Rachel Green dans son livre « Internet Art » (Thames & Hudson, 2004) disait de ce projet : « In this experiment Abrahams tried to answer a number of questions, such as "What is palpable of the personality behind the internet identity ?", testing recognition and sincerity, what is real and what is not, in environments like IRC channels. Using fifteen-minute question-and-answer sessions, she tried to establish if people could recognize her, out of four users called Annie. The results suggest that normal aspects of subjectivity, such as personality and opinions, become neutralized in many online venues. »

Poptronics : Dans une autre de tes performances, cette fois sur la peur (performance e-poetry, 2007), on retrouve ces sensations sur l’intime présentes sur scène avec Nicolas. A la différence près qu’ici vous êtes deux, et que votre intimité est tout à la fois médiée et mise à nu.

Annie Abrahams : Dans la performance e-poetry, j’utilisais les propos des internautes, rien d’autre, pas une seule parole de moi ou des femmes performeuses.

Poptronics : Malgré le titre de la performance, « L’un la poupée de l’autre », vous n’avez pas été jusqu’à cette manipulation de l’autre via la webcam, qui aurait pu rendre le tout plutôt trash, violent ou tordu. Même les séances de bisous faisaient davantage perler l’émotion que la crudité.

Annie Abrahams : Oui, ici la poupée a une volonté propre. D’ailleurs, tu sais, petite fille je n’ai jamais eu de poupée… je ne sais pas si je regrette.

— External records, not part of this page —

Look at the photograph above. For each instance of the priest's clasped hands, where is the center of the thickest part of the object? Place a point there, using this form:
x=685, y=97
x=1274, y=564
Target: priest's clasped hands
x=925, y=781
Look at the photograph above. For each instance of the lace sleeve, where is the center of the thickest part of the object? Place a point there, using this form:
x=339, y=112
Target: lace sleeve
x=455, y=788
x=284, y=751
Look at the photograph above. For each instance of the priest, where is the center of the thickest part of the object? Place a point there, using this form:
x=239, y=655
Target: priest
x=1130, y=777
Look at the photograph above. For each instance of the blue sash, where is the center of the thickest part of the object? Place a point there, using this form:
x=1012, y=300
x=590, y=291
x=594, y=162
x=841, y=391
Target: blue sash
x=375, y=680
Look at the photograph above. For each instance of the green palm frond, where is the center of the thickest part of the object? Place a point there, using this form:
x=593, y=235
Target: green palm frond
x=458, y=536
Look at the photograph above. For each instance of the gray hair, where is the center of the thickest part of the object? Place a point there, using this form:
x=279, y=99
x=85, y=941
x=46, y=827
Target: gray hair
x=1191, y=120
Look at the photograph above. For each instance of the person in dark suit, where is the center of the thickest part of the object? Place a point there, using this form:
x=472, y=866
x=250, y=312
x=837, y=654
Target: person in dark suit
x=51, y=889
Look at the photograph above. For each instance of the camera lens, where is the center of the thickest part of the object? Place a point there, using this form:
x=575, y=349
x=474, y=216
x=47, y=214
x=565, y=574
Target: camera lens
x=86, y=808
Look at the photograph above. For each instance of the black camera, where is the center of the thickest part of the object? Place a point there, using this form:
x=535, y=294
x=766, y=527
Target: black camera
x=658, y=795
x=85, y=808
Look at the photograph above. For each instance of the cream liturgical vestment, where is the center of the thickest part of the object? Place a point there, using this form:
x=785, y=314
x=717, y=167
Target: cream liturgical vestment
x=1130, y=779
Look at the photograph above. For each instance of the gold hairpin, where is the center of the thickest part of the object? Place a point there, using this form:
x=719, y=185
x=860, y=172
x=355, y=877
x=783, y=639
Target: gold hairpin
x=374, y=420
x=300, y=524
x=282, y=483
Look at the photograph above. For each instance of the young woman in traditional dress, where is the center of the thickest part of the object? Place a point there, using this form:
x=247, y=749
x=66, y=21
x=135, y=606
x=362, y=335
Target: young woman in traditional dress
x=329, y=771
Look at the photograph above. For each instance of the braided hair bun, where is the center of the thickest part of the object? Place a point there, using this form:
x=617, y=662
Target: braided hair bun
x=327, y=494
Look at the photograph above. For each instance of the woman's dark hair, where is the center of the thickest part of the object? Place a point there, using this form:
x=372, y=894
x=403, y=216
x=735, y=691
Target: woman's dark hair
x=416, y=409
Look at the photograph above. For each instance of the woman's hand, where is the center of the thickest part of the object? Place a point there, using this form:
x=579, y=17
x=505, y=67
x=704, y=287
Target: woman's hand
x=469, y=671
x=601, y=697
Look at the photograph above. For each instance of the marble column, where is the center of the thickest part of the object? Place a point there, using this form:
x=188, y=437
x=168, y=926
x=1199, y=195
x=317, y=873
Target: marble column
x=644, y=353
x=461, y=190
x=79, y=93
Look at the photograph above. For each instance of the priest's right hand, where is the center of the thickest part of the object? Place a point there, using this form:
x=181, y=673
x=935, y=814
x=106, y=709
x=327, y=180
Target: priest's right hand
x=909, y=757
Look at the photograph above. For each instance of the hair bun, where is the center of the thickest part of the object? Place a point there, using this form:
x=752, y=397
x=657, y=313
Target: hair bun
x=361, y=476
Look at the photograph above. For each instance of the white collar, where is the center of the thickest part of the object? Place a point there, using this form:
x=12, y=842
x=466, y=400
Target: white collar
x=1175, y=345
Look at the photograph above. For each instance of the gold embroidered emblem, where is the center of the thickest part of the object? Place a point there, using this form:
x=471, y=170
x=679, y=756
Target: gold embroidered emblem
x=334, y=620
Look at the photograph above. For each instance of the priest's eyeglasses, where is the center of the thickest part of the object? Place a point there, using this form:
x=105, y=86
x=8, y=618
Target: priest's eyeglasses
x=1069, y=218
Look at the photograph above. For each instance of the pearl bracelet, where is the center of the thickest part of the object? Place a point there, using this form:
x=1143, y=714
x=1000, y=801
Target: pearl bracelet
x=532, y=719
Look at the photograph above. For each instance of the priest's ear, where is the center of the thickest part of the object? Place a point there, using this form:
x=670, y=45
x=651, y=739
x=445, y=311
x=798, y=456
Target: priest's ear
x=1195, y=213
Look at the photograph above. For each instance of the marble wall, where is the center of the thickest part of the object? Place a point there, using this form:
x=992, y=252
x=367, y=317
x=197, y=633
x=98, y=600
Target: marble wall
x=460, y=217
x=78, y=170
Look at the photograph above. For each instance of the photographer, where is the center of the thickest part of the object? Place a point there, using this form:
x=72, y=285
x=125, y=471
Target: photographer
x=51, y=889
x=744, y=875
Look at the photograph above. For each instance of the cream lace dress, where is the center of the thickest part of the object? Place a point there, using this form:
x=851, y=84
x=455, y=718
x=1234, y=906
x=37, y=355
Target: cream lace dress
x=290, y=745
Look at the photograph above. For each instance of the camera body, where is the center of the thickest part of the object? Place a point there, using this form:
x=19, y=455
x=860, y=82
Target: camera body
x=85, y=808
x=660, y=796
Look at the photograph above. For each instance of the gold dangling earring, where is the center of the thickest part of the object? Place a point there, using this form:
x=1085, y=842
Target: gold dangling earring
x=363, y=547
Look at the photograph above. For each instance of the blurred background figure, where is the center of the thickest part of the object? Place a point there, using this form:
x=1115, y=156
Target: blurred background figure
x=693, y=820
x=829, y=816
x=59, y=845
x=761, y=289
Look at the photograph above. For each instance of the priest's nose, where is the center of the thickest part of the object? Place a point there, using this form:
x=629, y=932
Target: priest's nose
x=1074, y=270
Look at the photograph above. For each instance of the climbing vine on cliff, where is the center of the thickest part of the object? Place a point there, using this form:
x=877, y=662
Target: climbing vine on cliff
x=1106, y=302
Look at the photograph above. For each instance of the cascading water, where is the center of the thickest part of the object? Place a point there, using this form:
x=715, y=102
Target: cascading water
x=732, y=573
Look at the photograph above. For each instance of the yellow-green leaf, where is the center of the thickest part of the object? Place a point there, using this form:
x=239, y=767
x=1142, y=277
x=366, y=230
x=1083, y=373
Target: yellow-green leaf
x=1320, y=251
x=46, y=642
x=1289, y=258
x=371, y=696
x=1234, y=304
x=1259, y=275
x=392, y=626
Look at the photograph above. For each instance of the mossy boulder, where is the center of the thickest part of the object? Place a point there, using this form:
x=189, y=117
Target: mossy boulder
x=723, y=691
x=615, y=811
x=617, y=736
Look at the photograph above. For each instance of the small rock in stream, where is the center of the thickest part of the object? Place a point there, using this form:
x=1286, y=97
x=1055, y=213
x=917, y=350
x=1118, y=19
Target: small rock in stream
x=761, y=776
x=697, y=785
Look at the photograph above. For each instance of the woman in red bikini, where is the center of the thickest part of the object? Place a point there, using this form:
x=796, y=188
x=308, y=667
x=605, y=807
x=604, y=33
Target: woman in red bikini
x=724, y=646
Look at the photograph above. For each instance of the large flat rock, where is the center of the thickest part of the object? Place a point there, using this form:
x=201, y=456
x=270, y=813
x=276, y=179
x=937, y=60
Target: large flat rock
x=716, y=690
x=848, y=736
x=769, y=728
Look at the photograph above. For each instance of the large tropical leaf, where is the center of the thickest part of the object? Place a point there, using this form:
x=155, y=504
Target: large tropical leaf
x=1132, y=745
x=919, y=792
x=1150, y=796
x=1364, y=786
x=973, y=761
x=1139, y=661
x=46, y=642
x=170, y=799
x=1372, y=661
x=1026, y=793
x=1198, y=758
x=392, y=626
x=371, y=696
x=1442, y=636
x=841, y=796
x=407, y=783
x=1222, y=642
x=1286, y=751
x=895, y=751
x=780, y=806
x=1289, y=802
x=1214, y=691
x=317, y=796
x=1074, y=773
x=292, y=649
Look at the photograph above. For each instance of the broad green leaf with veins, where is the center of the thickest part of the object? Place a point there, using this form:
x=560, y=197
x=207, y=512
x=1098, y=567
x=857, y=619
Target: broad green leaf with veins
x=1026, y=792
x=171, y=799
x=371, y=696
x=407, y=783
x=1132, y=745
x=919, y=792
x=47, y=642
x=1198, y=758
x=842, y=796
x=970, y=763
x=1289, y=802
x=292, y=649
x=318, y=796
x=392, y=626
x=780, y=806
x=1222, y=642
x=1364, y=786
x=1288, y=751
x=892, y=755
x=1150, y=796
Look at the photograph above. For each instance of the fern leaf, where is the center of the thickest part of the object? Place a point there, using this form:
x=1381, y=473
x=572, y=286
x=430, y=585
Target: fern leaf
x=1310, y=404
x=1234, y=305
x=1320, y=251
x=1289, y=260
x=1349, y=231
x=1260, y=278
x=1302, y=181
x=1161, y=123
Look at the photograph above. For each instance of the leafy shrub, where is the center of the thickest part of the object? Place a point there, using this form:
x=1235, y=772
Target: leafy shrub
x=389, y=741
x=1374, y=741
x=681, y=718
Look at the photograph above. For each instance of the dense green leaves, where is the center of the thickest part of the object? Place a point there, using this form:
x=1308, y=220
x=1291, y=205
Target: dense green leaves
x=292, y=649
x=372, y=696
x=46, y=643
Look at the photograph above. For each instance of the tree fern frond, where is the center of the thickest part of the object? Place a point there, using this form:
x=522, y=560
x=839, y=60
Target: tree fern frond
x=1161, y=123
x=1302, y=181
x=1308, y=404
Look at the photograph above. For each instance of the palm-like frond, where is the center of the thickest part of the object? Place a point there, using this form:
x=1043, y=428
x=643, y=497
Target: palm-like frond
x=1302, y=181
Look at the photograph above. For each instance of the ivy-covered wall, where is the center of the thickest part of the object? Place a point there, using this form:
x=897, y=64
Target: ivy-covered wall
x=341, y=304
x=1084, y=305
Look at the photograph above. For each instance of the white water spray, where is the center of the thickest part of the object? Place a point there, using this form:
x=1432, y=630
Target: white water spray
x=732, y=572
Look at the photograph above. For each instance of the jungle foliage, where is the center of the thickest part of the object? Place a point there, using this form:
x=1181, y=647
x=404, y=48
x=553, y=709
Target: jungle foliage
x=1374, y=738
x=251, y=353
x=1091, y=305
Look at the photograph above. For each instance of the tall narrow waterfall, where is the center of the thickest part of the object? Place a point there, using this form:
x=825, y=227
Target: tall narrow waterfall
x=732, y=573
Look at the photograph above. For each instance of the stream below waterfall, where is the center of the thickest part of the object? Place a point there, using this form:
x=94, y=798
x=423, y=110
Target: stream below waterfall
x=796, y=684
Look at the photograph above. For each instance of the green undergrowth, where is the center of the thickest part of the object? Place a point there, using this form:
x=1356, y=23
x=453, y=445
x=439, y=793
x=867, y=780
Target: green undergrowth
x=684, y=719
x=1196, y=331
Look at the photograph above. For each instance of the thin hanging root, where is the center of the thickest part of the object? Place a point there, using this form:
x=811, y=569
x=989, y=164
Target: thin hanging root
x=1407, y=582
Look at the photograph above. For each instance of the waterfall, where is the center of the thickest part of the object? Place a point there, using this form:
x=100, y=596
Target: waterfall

Poptronics : La présence du cordon (ombilical, un monde sans fil avec fil ?) et l’aspect un peu « archaïque » de l’installation (je pense à la scénographie limitée, aux tentes dont l’esthétique est standard) fait penser à une Annette Messager qui revisite l’univers de l’enfance, les doudous, Pinocchio, etc., en dévoilant leur côté effrayant. Vous aussi, vous partez d’éléments très concrets de la vie quotidienne (pour les vacances mais aussi pour les SDF), et vous mettez en place un dispositif qui augmente la dimension cachée (l’intimité sous une tente, la difficulté d’échanger avec des artefacts technos).

Annie Abrahams : L’idée que la référence utérus pourrait dévoiler une régression m’effraie. Non pas que je redoute la régression personnelle, il y a du bien dans ça. Mais je redoute une société dont les membres ne se préoccupent que de leur sécurité, de leur confort, de la survie de leurs avatars dans le virtuel et où ils ont du mal à prendre leurs responsabilités dans le monde réel.

Poptronics : Avez-vous prévu de reproduire cette performance ?

Nicolas Frespech : Avec Annie, je crois bien que nous ne sommes pas encore prêts à faire du sensationnel, ça viendra peut-être un jour dans une version #120 où on pourra proposer de se pendre, mais je trouve que ce qu’on a réussi à faire tous les deux, c’est déjà sensationnel.

Annie Abrahams : J’ai comme Nicolas très envie d’élargir/continuer le projet. Nous pouvons envisager de présenter les deux vidéos enregistrées l’une en face de l’autre dans une installation vidéo.
Puis j’aimerais faire une série de trois performances sur le même principe. Nicolas et moi nous n’avons pas utilisé toutes nos idées et nos réserves. Nous ne sommes pas non plus au bout des surprises. Le mot clef n’est pas identité, mais authenticité.